Tags: #Aventuras, Intriga, Misterio

Tiranosaurio (6 page)

Peek escupió para quitarse una hebra de tabaco de la lengua.

—Todas las historias de tesoros son iguales —dijo.

—O sea, que tú no te la crees.

—Para nada.

Peek se apoyó en el respaldo y se dio el gusto de volver a encender la pipa y dar un par de chupadas en espera de los comentarios de Tom.

—Pues tengo que decirte que hablé con el hombre. Había encontrado algo serio, Ben.

Peek se encogió de hombros.

—¿Podría haber encontrado algo de valor, aparte del tesoro de El Capitán?

—Sí, claro; minerales y metales preciosos, allá arriba hay de todo. Eso si era prospector. A menos que fuera de los que buscan cerámica y excavan por las ruinas indias… ¿Te fijaste en su equipo?

—Lo llevaba en el burro. No había nada que llamase la atención.

Peek gruñó otra vez.

—Si era prospector, puede que encontrara uranio o moli. A veces aparece uranio en el estrato superior de la formación Chinle, que aflora en Tyrannosaur Canyon, Huckbay Canyon y por toda la zona baja de Joaquin. Yo a finales de los cincuenta estuve buscando uranio, pero no encontré nada. Claro que no tenía el instrumental necesario, contadores de centelleo y esas cosas…

—El nombre de Tyrannosaur Canyon ha salido ya dos veces en la conversación.

—Sí, es un cañón enorme con un millón de cañones tributarios, que cruza los Echo Badlands y se interna por las mesas.
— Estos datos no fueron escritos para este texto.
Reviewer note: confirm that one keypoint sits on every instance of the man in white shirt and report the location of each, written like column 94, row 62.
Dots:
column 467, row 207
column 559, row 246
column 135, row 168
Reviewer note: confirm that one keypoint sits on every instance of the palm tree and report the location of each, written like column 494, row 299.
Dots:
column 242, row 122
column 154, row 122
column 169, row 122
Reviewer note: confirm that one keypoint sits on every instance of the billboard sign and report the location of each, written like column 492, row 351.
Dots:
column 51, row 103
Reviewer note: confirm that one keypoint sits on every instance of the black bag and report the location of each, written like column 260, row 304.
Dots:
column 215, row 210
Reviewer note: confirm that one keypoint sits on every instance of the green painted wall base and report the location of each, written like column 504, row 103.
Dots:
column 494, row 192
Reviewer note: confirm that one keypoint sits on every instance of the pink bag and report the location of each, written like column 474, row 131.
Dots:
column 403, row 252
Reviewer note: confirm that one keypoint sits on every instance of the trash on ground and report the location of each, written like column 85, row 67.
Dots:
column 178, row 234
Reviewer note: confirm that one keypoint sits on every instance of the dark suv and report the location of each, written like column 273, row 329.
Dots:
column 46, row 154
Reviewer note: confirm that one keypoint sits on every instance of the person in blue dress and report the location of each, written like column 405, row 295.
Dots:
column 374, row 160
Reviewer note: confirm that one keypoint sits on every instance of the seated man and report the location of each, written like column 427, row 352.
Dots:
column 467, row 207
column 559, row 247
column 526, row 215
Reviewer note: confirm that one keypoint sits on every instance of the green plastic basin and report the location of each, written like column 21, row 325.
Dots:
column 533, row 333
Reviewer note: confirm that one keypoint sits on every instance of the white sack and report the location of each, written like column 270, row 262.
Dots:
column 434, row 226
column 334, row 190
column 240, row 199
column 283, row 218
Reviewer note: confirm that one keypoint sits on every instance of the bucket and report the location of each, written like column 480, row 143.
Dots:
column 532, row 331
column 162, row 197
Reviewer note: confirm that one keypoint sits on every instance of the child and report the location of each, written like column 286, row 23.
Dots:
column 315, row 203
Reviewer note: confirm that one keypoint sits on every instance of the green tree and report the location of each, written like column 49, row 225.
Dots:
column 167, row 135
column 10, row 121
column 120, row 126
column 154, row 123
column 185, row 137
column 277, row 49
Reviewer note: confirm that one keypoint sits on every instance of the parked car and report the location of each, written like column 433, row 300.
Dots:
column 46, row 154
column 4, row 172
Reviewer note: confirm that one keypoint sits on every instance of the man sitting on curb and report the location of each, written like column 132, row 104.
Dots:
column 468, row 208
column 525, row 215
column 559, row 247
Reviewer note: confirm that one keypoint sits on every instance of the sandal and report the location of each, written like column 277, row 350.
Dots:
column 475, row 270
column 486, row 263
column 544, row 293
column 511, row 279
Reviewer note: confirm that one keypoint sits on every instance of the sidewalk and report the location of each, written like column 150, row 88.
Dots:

Antes allí se encontraba mucho uranio y moli.

—Hoy en día ¿el uranio vale algo?

—Solo si tienes un comprador privado en el mercado negro. El gobierno está claro que no lo compra. Ya tiene bastante. —¿Lo podrían usar los terroristas? Peek negó con la cabeza.

—Lo dudo. Haría falta un programa de enriquecimiento de miles de millones de dólares.

—¿Y para hacer una bomba sucia?

—La torta amarilla y el uranio puro apenas tienen radiactividad. La idea de que el uranio es peligrosamente radiactivo es un error muy extendido.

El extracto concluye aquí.